Fais un effort

national-film-registrysaving-private-ryanomaha-beach.jpgHomélie du 13ème dimanche du temps ordinaire

« Elle avait souffert du traitement de nombreux médecins »

Jaïre quitte sa fille mourante pour aller à Jésus. Son choix révèle la différence entre soigner et guérir alors qu’il délaisse le soin pour le salut. Tous soignent, un seul guérit. Le roi touchant les écrouelles le proclamait en disant : « Je te touche, Dieu te guérit ». Voilà une fille pour laquelle son père ne peut plus rien, voilà une femme pour laquelle les médecins n’ont rien pu faire qu’aggraver son état. À cette limite à laquelle touche l’homme, il mesure qu’en réalité il n’a pas la main, que l’ennemi est trop puissant.

Malgré les immenses capacités dont le Seigneur nous a comblés, nous n’agissons jamais qu’à la marge. Nous ressemblons à ces trois infirmiers d’Omaha Beach que l’on voit au début du film Il faut sauver le soldat Ryan. Ils essaient vaillamment d’arrêter l’hémorragie d’un blessé sous la mitraille. Au moment où ils y réussissent, une balle vient transpercer le casque de l’homme ensanglanté et le tue. L’un des infirmiers jure en disant : « Give us a f. chance ! »

On peut tenter tout ce qu’on veut, il n’y a aucune chance que cela se finisse bien. Nos efforts désespérés ne porteront de fruit que s’ils s’inscrivent dans l’action d’un plus puissant. En se tournant vers Jésus, Jaïre ne renonce pas aux secours humains, en touchant le Christ la femme ne renonce pas aux médecins, l’un comme l’autre demandent au Seigneur d’achever ce que les hommes ont maladroitement tenté de commencer, ils le prient de couronner leurs échecs de succès.

En effet, la femme hémorroïsse a sans doute cru un temps que les médecins allaient la guérir. Elle n’a pas refusé leur secours mais elle ne s’y est pas cantonnée et a encore moins renoncé devant leur incapacité. Au contraire, lorsque, usée par les essais divers de la médecine, elle a compris que cette dernière pouvait soigner mais que la guérison appartenait à un autre, elle a tendu la main. Il y a deux manières de s’acharner : en plaçant tout son espoir en cet acharnement même ou bien en faisant que cette lutte ouvre nos mains à la réception du salut qui nous vient d’un autre. Nos efforts sont incapables de nous obtenir le salut, ils ne valent que s’ils accueillent celui qui peut donner la vraie victoire.
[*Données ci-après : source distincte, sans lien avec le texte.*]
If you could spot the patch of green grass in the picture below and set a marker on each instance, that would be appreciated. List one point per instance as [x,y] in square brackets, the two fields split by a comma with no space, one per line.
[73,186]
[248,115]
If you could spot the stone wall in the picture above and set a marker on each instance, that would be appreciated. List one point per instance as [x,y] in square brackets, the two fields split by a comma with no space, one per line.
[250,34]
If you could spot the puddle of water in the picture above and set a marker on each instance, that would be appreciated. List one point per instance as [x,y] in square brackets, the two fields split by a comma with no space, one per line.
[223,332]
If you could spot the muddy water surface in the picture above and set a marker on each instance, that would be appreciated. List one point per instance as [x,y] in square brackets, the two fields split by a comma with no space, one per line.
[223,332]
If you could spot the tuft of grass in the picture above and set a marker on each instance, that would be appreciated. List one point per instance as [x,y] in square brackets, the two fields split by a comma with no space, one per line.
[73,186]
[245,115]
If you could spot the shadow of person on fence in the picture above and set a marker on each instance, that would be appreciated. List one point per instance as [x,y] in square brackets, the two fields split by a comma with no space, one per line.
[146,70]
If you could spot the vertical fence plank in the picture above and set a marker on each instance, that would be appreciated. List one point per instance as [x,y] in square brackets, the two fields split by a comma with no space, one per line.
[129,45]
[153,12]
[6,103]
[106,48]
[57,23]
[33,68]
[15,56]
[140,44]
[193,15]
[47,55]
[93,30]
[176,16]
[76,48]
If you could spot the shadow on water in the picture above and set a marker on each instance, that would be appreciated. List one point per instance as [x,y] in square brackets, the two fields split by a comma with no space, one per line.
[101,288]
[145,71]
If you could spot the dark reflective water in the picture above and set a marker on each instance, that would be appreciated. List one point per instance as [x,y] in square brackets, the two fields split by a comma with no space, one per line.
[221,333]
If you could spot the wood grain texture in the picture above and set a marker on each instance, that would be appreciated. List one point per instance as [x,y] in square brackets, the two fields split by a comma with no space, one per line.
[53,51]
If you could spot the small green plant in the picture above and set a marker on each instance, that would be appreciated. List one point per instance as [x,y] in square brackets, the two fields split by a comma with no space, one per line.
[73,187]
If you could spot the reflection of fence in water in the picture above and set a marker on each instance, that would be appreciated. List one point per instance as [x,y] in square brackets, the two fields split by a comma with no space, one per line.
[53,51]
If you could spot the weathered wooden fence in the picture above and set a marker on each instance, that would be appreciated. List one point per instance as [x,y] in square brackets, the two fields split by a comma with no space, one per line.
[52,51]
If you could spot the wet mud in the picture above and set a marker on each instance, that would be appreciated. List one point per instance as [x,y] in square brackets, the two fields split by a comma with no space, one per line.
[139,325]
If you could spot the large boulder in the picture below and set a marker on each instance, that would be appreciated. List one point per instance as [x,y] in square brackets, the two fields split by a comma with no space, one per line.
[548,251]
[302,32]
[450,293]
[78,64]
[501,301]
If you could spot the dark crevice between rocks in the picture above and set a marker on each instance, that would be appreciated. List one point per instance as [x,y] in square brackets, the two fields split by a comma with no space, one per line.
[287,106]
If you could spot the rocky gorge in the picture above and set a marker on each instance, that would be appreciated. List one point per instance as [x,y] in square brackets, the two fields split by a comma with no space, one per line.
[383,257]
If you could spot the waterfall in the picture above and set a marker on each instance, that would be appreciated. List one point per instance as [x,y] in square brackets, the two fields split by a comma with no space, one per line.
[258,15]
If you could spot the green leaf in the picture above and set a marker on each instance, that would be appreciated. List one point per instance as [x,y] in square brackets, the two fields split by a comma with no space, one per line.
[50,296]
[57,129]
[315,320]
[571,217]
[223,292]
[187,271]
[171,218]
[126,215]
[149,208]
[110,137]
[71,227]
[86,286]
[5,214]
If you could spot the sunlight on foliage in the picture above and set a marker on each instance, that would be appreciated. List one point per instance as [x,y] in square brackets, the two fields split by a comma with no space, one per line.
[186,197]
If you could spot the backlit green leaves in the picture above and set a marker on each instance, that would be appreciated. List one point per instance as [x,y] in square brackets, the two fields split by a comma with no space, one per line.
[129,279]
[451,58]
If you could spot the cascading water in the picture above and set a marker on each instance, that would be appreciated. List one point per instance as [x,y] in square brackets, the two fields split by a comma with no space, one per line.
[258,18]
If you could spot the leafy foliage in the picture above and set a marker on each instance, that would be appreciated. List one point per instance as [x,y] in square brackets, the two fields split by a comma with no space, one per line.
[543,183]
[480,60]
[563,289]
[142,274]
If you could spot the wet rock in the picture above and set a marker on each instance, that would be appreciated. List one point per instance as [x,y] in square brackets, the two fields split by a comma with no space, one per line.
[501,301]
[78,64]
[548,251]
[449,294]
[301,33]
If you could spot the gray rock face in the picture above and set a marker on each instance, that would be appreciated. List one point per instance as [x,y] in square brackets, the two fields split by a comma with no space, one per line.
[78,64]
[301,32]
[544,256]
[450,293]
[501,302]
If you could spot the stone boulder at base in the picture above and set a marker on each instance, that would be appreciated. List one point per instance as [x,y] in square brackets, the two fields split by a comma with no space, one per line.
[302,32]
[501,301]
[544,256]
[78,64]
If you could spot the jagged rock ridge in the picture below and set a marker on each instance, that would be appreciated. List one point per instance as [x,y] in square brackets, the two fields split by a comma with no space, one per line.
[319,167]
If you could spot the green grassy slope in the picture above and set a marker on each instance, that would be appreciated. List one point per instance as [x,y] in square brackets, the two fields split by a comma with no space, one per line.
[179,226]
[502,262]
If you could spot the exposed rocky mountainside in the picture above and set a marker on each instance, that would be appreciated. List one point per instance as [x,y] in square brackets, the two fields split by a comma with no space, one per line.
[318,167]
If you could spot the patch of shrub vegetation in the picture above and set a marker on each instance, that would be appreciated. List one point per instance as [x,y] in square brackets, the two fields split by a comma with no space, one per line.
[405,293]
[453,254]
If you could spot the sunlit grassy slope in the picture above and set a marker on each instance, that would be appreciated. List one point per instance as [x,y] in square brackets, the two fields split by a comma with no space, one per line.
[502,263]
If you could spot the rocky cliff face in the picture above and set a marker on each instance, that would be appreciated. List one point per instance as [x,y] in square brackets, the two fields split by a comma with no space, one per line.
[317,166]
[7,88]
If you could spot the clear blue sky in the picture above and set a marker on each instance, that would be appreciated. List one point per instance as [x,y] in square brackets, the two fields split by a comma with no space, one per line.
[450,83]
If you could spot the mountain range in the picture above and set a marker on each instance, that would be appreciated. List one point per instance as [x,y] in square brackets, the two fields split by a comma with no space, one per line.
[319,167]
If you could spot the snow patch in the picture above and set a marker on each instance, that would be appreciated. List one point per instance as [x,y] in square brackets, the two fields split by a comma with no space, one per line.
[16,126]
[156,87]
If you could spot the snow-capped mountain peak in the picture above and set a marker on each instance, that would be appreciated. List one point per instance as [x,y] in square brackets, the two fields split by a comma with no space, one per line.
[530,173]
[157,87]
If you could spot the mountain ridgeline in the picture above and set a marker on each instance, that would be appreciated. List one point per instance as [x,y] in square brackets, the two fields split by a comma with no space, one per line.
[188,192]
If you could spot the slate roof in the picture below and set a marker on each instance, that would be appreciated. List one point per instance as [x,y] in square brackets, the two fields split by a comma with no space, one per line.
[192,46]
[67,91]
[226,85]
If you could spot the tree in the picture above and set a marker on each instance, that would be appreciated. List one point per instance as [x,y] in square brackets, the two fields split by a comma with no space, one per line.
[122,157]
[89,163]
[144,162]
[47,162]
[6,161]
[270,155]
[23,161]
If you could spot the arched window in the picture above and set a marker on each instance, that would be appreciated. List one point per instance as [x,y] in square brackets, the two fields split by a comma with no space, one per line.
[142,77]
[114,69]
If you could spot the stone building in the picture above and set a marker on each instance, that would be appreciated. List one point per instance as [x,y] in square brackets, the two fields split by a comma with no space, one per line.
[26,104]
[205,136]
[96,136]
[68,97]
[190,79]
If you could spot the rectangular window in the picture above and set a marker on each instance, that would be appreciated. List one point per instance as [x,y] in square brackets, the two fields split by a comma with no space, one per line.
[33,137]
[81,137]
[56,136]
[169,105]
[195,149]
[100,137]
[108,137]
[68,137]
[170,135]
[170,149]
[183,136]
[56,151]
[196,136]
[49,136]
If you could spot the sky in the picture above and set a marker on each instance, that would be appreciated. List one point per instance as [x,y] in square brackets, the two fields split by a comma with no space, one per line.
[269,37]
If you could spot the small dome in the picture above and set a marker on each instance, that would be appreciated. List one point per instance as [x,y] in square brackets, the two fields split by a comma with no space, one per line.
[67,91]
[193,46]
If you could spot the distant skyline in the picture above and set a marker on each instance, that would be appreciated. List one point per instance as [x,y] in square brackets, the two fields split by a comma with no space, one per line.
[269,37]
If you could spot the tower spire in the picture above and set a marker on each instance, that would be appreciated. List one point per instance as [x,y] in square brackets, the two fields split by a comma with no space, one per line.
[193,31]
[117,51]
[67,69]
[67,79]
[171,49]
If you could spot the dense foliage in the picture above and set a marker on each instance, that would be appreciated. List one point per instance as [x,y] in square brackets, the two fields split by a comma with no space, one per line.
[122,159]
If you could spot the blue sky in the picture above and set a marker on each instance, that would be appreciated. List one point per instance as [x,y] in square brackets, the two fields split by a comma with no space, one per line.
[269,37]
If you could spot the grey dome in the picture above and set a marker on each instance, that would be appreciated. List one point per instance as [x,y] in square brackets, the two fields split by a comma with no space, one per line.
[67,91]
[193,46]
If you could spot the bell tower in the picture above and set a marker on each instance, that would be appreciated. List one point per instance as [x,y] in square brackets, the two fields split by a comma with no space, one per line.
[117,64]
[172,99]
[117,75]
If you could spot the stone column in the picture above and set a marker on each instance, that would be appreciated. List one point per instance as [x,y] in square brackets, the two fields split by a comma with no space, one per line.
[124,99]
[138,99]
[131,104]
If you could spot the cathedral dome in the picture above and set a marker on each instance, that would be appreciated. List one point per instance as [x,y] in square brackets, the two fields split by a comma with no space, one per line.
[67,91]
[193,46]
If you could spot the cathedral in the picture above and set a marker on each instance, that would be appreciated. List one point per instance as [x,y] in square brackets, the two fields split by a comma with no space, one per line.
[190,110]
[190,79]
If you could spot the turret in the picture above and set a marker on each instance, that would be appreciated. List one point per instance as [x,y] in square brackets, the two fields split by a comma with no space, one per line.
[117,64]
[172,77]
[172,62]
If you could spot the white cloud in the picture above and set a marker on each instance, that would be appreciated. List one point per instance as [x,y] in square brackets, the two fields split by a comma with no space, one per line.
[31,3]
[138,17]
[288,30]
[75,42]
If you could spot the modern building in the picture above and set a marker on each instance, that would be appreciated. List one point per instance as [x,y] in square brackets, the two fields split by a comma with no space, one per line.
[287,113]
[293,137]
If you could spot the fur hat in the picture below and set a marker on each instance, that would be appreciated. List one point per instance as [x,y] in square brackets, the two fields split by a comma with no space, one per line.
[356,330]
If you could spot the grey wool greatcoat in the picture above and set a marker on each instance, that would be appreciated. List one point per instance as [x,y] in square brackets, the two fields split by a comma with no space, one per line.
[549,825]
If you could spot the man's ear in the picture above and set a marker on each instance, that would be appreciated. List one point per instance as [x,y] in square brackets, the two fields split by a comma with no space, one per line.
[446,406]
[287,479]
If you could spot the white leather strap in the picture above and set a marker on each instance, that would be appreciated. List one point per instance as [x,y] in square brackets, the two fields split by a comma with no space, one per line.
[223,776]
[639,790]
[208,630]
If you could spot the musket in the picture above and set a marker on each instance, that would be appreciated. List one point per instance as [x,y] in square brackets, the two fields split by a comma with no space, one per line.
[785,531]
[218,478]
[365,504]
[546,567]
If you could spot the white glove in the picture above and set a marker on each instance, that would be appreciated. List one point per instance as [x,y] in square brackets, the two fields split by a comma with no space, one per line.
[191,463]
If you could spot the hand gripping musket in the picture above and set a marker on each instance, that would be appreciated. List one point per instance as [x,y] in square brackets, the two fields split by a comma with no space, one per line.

Il fallait cette foi à Jaïre pour oser encore « déranger le maître » alors même que les secours humains avaient manifesté leur défaite. D’autres secours étaient d’ailleurs déjà en place, ceux que l’on fournit aux endeuillés : les pleureurs et les consolateurs. Lorsque l’homme doit manifestement renoncer, il n’a plus d’autre choix que de s’abandonner au seul qui puisse sauver. Ce moment clé que sera notre mort n’est pas en avant de nous, il se prépare déjà par la manière dont nous agissons, combattons, vivons en ce monde. Il n’y a pas d’un côté ce que nous faisons et de l’autre l’action de Dieu qui prendrait le relais au moment où nous aurions atteint notre limite. Au contraire, c’est dans la mesure où nous le laissons déjà emplir nos efforts d’aujourd’hui, être à leur origine autant qu’à leur accomplissement, que nous pouvons espérer nous abandonner totalement à lui le jour où nous n’aurons plus d’autre secours.

Avec la femme qui vient toucher le manteau de Jésus, avec Jaïre, nous pouvons nous demander aujourd’hui ce sur quoi nous nous acharnons vainement. Avec la femme, touchons le manteau de Jésus et laissons-le se retourner vers nous ; avec Jaïre, invitons-le dans la demeure de notre âme à y sauver nos désirs encore enfants et pourtant déjà morts. Ne renonçons à rien de ce qui semble définitivement perdu, agissons comme si tout dépendait de nous en sachant que tout dépend de Dieu. Dans notre prière de ce dimanche, présentons au Seigneur nos projets, nos désirs, nos échecs et laissons-le les emplir de sa vie. Amen.